Abstract:Existing Video Frame interpolation (VFI) models tend to suffer from time-to-location ambiguity when trained with video of non-uniform motions, such as accelerating, decelerating, and changing directions, which often yield blurred interpolated frames. In this paper, we propose (i) a novel motion description map, Bidirectional Motion field (BiM), to effectively describe non-uniform motions; (ii) a BiM-guided Flow Net (BiMFN) with Content-Aware Upsampling Network (CAUN) for precise optical flow estimation; and (iii) Knowledge Distillation for VFI-centric Flow supervision (KDVCF) to supervise the motion estimation of VFI model with VFI-centric teacher flows. The proposed VFI is called a Bidirectional Motion field-guided VFI (BiM-VFI) model. Extensive experiments show that our BiM-VFI model significantly surpasses the recent state-of-the-art VFI methods by 26% and 45% improvements in LPIPS and STLPIPS respectively, yielding interpolated frames with much fewer blurs at arbitrary time instances.
What problem does this paper attempt to address?
This paper attempts to solve the Time - to - Location (TTL) ambiguity problem in the Video Frame Interpolation (VFI) task, especially when dealing with videos of non - uniform motion (such as acceleration, deceleration, and direction change). Existing methods are easily affected by this ambiguity during the training process, resulting in severe blurring in the interpolated frames.
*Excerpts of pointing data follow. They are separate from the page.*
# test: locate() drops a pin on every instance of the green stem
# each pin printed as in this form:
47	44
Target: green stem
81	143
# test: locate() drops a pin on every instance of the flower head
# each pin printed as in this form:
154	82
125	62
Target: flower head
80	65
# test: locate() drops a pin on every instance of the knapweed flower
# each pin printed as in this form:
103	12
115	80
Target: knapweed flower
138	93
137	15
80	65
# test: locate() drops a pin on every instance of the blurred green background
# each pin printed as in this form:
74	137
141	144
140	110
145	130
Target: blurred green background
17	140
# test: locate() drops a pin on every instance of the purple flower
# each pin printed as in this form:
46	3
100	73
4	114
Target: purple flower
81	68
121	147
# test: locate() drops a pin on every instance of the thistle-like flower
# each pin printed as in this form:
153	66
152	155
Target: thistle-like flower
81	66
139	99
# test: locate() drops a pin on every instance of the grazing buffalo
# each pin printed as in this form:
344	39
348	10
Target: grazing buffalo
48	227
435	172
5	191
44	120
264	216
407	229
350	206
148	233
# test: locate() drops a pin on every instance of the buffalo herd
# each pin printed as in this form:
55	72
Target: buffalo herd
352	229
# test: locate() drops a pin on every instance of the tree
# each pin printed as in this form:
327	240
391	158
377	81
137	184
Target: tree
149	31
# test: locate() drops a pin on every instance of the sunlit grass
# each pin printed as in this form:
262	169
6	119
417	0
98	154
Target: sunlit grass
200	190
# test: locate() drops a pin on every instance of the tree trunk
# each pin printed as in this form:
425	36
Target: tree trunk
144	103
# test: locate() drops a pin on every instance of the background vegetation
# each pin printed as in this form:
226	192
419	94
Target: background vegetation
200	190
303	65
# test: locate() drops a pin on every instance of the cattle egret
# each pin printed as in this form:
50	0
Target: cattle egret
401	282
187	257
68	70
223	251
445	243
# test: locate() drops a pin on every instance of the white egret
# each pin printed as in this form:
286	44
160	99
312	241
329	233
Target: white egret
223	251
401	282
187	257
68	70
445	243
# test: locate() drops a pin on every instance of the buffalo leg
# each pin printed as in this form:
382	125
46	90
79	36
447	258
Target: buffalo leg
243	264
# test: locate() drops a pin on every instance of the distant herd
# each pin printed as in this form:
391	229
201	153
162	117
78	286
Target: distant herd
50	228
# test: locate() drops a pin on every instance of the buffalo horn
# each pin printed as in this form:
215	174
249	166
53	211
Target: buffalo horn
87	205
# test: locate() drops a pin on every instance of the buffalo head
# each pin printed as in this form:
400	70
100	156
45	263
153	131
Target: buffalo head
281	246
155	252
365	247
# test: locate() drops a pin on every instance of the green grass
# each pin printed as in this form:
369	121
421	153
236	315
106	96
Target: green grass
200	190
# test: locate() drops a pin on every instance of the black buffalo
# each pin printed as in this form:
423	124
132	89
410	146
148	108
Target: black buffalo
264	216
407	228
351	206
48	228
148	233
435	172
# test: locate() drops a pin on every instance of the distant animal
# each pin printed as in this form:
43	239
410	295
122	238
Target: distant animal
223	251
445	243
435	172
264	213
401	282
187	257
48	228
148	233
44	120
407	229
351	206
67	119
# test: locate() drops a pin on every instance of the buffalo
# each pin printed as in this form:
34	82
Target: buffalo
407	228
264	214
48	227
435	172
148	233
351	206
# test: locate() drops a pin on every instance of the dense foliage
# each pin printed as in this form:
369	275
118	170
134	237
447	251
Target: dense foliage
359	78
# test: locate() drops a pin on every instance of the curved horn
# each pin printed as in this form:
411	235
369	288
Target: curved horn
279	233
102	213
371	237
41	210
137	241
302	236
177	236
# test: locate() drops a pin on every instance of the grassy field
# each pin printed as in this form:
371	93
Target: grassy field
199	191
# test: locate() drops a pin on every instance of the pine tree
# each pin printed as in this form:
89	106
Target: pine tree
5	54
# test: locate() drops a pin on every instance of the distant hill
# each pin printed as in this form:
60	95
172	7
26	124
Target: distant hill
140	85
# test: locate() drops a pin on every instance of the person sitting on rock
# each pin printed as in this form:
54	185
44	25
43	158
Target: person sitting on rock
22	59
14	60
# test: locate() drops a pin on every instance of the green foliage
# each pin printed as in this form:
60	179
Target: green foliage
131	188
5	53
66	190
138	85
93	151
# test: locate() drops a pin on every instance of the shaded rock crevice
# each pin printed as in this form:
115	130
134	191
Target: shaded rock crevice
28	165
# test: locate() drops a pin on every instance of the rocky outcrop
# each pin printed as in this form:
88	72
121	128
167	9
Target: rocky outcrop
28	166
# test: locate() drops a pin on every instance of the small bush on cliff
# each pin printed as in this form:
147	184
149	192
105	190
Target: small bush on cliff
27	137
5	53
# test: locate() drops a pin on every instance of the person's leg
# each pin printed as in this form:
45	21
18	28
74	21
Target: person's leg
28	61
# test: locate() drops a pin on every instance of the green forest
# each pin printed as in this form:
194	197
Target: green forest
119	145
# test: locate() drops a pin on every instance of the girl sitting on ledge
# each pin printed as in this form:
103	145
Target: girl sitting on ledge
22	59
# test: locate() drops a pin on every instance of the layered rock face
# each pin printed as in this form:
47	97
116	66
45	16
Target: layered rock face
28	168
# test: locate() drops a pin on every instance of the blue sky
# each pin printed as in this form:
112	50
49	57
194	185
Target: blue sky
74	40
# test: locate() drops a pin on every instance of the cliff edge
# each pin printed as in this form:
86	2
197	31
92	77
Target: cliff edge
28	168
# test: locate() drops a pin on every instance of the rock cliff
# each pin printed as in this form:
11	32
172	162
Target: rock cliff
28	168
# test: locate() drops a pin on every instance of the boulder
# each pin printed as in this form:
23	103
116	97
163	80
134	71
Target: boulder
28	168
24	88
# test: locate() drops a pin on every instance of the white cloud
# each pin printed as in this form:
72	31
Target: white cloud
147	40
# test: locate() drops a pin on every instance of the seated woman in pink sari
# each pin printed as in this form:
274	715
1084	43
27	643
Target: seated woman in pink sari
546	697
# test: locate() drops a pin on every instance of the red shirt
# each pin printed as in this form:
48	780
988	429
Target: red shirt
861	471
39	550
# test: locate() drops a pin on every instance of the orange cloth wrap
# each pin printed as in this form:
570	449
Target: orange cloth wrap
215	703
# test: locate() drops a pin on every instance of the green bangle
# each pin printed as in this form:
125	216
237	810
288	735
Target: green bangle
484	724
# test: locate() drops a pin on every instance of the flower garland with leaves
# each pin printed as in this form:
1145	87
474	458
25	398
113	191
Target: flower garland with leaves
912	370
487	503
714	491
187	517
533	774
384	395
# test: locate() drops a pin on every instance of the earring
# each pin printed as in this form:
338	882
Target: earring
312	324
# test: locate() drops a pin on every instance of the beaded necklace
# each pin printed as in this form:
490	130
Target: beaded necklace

To this end, the author proposes a novel Bidirectional Motion Field (BiM) descriptor and a BiM - guided Flow Network (BiMFN), and supervises the motion estimation of the VFI model through a Knowledge Distillation strategy (KDVCF).
### Specific problems and solutions:
1. **TTL ambiguity problem**:
- **Problem**: For video sequences with non - uniform motion, there are infinite possible trajectories of corresponding pixels between two source frames, which makes it complicated to predict the actual target frame, especially during the inference stage.
- **Solution**: By introducing the Bidirectional Motion Field (BiM) to describe non - uniform motion, including acceleration, deceleration, and direction change, and using BiM for VFI learning to limit the solution space of possible motion trajectories.
2. **Inaccurate motion estimation**:
- **Problem**: Existing VFI models have difficulty in accurately estimating motion when dealing with non - uniform motion due to the TTL ambiguity problem.
- **Solution**: Design the BiM - guided FlowNet (BiMFN) and the Content - Aware Upsampling Network (CAUN) to accurately estimate the bidirectional optical flow.
3. **Insufficient training supervision**:
- **Problem**: Using only the target time step for VFI learning will cause the model to learn the average result of all possibilities, resulting in blurry interpolated frames.
- **Solution**: Propose a Knowledge Distillation strategy (KDVCF) for flow supervision centered on VFI, using the teacher process to generate more accurate BiM and flow to supervise the learning of the student process.
### Main contributions:
- Propose a new motion descriptor - Bidirectional Motion Field (BiM), which can effectively describe non - uniform motion.
- Introduce a Knowledge Distillation strategy (KDVCF) to achieve direct supervision of optical flow estimation and photometric reconstruction.
- Design the BiM - guided FlowNet (BiMFN) and the Content - Aware Upsampling Network (CAUN) to accurately estimate the optical flow.
- Experimental results show that the BiM - VFI model improves by 26% and 45% respectively on the LPIPS and STLPIPS metrics compared to the existing state - of - the - art methods, significantly reducing the blurriness of the interpolated frames.
### Summary:
This paper solves the TTL ambiguity problem brought by non - uniform motion in video frame interpolation through innovative methods such as BiM, BiMFN, and KDVCF, significantly improving the quality of the interpolated frames.